Dalam penggerebekan tersebut, polisi juga menemukan narkotika jenis sabu, alat isap, dan timbangan elektronik, yang kemudian diserahkan kepada Satresnarkoba Polrestabes Surabaya untuk pendalaman lebih lanjut.
Diduga Terlibat Prostitusi Online
Kepala DP3APPKB Kota Surabaya, Ida Widayati, mengungkapkan bahwa berdasarkan hasil pendampingan dan penelusuran awal, korban diduga terlibat dalam praktik prostitusi online setelah diajak oleh temannya yang lebih dewasa.
“Itu sudah open BO, dan dia bergabung dengan orang-orang dewasa. Temannya yang lebih tua yang memiliki aplikasi,” kata Ida.
Meski demikian, Ida menegaskan bahwa korban tetap dipandang sebagai anak yang harus dilindungi, mengingat keterlibatan anak di bawah umur selalu berada dalam posisi rentan.
“Kalau anak-anak tetap korban. Dari kronologinya, dia korban dari orang dewasa, meskipun ada pembagian hasil,” jelasnya.
Hasil Tes Narkoba Positif
Usai diamankan, korban menjalani tes narkoba dan dinyatakan positif mengonsumsi narkotika. Pemerintah Kota Surabaya berencana melakukan rehabilitasi, namun masih menunggu persetujuan keluarga.
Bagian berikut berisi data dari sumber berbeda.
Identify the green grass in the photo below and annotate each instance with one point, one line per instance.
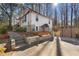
(1, 41)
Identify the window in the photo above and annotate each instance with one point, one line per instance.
(36, 28)
(49, 22)
(36, 18)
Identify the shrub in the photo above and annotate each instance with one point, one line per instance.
(20, 29)
(1, 41)
(3, 28)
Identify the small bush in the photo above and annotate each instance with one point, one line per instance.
(1, 41)
(20, 29)
(3, 28)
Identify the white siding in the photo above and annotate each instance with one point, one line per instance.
(41, 21)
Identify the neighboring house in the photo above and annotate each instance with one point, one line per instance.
(34, 21)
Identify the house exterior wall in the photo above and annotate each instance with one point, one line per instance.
(36, 25)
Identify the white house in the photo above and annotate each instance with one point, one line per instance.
(34, 21)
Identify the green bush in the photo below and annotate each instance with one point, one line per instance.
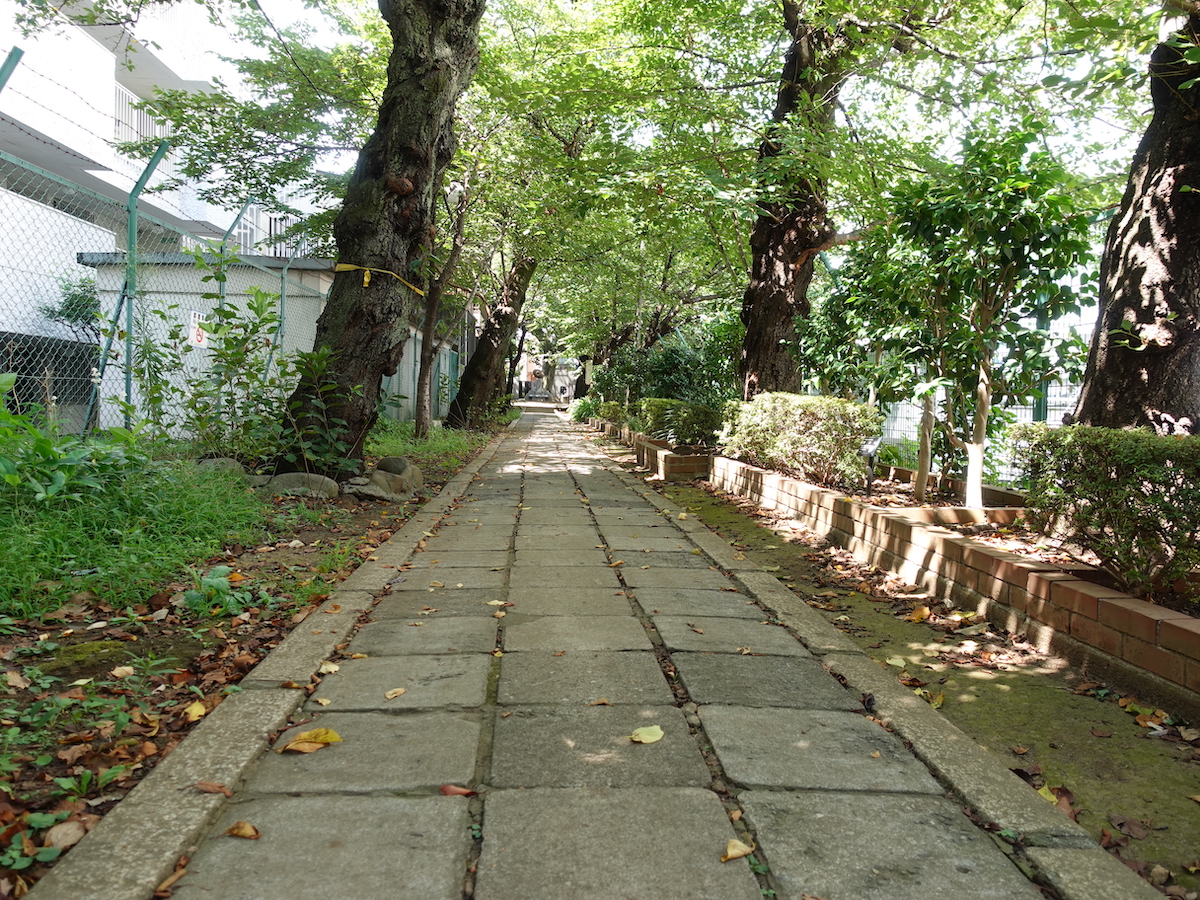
(612, 412)
(583, 408)
(1131, 497)
(678, 421)
(814, 437)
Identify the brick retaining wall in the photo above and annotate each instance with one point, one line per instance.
(1114, 634)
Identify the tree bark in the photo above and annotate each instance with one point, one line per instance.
(790, 231)
(385, 228)
(477, 388)
(1144, 365)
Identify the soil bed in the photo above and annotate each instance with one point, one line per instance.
(1129, 774)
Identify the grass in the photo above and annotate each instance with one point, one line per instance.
(120, 543)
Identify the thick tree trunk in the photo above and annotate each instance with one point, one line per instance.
(1144, 366)
(385, 228)
(790, 231)
(477, 388)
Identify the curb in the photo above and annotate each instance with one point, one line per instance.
(1048, 845)
(137, 846)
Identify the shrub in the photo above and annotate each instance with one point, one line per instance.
(681, 423)
(1131, 497)
(815, 437)
(612, 412)
(583, 408)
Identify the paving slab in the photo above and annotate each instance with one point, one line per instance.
(550, 543)
(322, 847)
(609, 845)
(461, 559)
(840, 846)
(448, 601)
(426, 634)
(761, 682)
(677, 579)
(447, 577)
(669, 601)
(549, 557)
(581, 677)
(429, 682)
(553, 577)
(589, 747)
(811, 749)
(378, 751)
(469, 537)
(577, 633)
(675, 559)
(568, 600)
(726, 635)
“Anak ini perlu perawatan dan rehabilitasi. Kami masih berkomunikasi dengan orang tuanya karena belum sepenuhnya siap melepas anaknya untuk dirawat,” tambah Ida.
Belum Terbukti TPPO
Sementara itu, Kanit PPA Polrestabes Surabaya, Iptu Eddie Octavianus Mamoto, menyatakan bahwa hingga kini pihaknya belum menemukan bukti kuat untuk menetapkan kasus ini sebagai Tindak Pidana Perdagangan Orang (TPPO).
“Saat tertangkap tangan tidak ditemukan adanya aktivitas persetubuhan, sehingga dugaan TPPO belum bisa dibuktikan,” ujar Eddie.
Meski demikian, penyelidikan tetap berlanjut, terutama terkait dugaan eksploitasi anak dan penyalahgunaan narkotika.
Peringatan bagi Orang Tua
Kasus ini menjadi peringatan serius bagi seluruh orang tua dan masyarakat tentang pentingnya pengawasan, komunikasi, dan pendampingan terhadap anak, terutama dalam menghadapi pengaruh pergaulan dan media digital.
Pergaulan yang salah dan minimnya pengawasan dapat membuat anak mengambil keputusan berisiko yang berdampak serius terhadap masa depan dan keselamatannya.